We are very excited to introduce Non-Dairy NuGO Slim, the revolutionary low sugar bar. Finally, people needing dairy-free, vegan, or Kosher Pareve can enjoy two flavors of our popular low sugar, gluten-free protein bars! We have had so many customer requests for a dairy-free, low sugar bar that we are happy that we can now bring you this new snack option. Non-Dairy NuGO Slim is available in Crunchy Peanut Butter and Espresso.

NuGO Slim is the only low sugar, high protein bar without artificial sweeteners or maltitol! The scrumptious all-natural bars are sweetened with REAL Dark Chocolate and chicory root, instead of the sugar alcohol maltitol, which can cause gastric distress and a bad aftertaste. We are the only company to make REAL Dark chocolate coated protein bars for many lifestyles.

Look at the many great features of Non-Dairy NuGO Slim.

REAL Dark Chocolate

• No Maltitol or Artificial Sweeteners

• Low Sugar (3g)

• High Protein (16-17g)

• High Fiber (7g)

• 180 Calories

• Certified Gluten-Free by the Gluten-Free Certification Organization (GFCO)

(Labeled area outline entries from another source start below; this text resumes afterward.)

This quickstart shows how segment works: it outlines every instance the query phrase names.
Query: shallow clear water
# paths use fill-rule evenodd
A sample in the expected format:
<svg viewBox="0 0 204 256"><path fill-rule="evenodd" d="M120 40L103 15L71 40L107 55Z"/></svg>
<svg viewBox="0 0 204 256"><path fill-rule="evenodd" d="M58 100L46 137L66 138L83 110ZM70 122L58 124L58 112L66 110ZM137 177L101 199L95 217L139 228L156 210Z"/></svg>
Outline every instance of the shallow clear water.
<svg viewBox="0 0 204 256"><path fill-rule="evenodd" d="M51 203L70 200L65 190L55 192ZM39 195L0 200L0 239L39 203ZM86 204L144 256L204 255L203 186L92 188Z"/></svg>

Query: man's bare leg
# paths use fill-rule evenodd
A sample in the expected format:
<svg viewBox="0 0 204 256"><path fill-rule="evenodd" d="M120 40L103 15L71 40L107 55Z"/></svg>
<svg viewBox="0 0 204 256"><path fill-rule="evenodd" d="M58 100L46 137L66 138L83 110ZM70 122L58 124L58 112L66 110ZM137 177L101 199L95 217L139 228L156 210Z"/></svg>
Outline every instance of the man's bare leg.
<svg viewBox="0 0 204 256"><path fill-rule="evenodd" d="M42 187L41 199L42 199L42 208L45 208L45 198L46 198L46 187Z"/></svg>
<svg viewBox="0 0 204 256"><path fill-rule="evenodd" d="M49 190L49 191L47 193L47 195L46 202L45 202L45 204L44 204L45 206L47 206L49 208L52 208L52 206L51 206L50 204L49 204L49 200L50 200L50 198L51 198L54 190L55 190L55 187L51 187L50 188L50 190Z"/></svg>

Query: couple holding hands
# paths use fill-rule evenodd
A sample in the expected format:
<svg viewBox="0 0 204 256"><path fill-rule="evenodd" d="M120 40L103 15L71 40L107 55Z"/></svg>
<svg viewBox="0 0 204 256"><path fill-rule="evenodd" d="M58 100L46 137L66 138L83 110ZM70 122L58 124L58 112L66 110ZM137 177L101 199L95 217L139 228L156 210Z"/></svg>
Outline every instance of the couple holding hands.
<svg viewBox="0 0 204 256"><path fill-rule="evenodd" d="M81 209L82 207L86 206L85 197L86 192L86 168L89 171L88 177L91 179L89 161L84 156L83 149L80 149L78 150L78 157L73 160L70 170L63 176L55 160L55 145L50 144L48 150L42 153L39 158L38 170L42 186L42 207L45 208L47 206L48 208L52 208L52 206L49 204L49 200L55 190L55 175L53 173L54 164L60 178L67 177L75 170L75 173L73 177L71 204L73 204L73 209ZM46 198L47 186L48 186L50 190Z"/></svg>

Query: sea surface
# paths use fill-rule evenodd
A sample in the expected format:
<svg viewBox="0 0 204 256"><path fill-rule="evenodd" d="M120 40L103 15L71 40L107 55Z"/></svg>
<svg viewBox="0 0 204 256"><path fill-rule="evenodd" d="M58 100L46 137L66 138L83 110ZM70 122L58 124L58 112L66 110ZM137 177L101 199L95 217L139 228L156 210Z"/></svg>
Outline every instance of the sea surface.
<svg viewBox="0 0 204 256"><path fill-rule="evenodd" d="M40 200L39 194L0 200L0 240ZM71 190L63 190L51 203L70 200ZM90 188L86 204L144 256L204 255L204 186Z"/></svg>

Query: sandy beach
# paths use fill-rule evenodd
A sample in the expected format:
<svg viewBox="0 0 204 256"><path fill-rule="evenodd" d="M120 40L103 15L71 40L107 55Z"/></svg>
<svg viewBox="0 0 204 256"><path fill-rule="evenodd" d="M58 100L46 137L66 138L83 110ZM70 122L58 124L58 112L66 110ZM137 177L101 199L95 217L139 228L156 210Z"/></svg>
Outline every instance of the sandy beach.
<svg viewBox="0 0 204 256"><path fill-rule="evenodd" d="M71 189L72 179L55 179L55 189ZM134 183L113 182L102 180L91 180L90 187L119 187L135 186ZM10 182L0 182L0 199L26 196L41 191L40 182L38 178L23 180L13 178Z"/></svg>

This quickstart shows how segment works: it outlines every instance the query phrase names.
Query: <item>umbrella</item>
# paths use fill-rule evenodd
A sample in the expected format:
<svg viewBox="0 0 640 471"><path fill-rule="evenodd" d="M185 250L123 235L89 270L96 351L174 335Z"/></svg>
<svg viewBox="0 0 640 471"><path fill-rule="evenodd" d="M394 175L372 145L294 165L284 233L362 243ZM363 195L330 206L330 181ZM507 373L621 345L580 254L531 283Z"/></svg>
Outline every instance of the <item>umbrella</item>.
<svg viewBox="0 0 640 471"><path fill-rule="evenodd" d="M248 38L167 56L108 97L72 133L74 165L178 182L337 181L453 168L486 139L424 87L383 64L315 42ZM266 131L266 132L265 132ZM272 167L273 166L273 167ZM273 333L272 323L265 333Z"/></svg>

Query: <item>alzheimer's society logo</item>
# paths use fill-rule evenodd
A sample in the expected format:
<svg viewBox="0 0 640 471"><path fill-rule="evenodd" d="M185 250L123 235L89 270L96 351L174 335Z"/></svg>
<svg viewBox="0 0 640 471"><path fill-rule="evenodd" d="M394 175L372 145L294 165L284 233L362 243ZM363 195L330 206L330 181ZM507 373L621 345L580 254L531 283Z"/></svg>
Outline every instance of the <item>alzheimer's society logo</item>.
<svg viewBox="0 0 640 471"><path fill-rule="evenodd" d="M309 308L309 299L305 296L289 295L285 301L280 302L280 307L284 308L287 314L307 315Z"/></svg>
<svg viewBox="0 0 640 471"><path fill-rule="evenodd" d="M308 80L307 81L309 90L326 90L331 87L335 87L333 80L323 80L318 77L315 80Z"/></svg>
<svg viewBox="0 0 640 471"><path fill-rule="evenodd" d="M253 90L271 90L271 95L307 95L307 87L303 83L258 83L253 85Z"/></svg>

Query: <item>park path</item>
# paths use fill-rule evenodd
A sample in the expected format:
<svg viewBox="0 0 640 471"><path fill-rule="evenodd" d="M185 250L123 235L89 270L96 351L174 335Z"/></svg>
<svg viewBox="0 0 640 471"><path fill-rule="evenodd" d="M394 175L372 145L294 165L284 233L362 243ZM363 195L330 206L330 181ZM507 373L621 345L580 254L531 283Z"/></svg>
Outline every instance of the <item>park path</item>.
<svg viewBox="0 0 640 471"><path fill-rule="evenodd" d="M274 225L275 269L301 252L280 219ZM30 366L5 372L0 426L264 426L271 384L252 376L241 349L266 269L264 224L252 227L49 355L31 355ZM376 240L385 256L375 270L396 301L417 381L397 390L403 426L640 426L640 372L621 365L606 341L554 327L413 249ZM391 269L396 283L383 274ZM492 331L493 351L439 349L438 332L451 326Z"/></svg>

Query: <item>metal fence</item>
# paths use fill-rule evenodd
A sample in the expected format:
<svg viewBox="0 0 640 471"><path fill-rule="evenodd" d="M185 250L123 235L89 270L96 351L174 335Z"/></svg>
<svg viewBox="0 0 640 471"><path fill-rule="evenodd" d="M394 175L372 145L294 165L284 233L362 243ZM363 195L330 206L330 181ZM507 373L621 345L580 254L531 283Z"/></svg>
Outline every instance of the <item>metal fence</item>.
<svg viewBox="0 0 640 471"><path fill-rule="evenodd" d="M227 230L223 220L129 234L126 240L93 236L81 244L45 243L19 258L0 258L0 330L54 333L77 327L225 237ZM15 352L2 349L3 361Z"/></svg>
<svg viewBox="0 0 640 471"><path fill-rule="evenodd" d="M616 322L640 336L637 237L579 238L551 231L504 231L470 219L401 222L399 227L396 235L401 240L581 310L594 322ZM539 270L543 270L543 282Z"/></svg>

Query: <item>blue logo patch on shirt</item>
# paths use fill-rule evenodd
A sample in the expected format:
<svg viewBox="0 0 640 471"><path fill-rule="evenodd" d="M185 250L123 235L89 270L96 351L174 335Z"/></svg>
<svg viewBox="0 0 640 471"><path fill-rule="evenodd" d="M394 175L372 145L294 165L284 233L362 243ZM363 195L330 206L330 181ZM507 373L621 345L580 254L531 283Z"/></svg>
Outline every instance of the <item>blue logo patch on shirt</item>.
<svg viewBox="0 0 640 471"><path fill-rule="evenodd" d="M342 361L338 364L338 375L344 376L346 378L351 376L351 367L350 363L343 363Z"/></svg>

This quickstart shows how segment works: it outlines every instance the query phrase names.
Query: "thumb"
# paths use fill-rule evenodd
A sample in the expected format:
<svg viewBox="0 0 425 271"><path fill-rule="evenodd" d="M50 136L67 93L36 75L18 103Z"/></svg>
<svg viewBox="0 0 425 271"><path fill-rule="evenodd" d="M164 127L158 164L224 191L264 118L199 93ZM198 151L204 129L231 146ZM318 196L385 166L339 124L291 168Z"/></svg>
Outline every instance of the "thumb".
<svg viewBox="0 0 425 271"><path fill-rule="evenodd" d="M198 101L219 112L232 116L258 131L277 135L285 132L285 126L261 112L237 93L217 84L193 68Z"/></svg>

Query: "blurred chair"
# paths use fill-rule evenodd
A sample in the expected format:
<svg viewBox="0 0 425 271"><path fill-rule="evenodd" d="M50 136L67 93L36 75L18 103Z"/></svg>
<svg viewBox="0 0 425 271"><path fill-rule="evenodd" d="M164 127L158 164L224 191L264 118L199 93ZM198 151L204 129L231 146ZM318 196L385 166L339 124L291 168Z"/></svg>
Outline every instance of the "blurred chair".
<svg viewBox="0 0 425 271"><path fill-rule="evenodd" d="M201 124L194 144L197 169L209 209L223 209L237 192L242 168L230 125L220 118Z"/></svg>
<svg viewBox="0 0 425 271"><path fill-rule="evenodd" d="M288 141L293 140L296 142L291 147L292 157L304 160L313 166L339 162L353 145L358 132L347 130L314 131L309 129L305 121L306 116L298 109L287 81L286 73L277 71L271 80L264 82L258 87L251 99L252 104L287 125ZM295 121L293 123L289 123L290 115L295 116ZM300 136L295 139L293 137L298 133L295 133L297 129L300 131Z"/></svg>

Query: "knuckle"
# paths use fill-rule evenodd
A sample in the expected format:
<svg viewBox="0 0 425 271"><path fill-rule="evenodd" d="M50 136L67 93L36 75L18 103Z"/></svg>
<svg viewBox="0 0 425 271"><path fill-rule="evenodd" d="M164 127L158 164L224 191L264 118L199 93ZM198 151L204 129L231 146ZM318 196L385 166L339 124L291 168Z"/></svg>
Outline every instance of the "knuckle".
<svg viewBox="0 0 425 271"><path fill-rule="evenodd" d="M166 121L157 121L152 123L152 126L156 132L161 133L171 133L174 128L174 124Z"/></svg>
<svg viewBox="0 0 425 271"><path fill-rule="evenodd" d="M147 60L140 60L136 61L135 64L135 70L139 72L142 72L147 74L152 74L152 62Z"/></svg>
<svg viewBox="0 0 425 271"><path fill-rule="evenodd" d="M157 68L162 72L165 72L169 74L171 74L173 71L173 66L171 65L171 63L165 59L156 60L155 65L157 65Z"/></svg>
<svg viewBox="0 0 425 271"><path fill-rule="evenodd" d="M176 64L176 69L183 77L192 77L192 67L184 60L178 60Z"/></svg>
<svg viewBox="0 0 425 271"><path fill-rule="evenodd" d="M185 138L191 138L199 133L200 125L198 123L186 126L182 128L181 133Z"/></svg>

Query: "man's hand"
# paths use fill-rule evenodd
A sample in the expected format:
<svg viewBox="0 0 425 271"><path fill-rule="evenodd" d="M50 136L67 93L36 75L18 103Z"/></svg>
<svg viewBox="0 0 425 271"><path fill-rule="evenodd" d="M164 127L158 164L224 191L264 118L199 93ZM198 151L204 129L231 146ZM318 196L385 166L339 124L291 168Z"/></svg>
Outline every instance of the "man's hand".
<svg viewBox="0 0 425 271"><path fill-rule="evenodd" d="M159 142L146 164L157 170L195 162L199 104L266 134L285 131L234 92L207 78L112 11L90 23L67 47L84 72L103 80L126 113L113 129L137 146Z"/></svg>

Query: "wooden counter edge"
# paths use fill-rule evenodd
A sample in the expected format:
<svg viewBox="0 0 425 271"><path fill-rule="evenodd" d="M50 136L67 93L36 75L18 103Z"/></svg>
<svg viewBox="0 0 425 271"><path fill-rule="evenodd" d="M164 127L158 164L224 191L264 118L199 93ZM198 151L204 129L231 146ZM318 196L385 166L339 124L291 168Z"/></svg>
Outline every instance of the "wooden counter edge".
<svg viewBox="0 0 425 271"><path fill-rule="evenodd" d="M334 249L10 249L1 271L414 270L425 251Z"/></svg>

• Certified Kosher Pareve by the Orthodox Union

• Vegan and Non-Dairy

• Low Glycemic

• Diabetic-Friendly

• All-Natural

• No High Fructose Corn Syrup, Hydrogenated Oils, or Trans Fats

You can now order Non-Dairy NuGO Slim on our website. Look for a sample pack coming soon. Are you excited to try Non-Dairy NuGO Slim? Leave a comment and let us know what you think about our new bars.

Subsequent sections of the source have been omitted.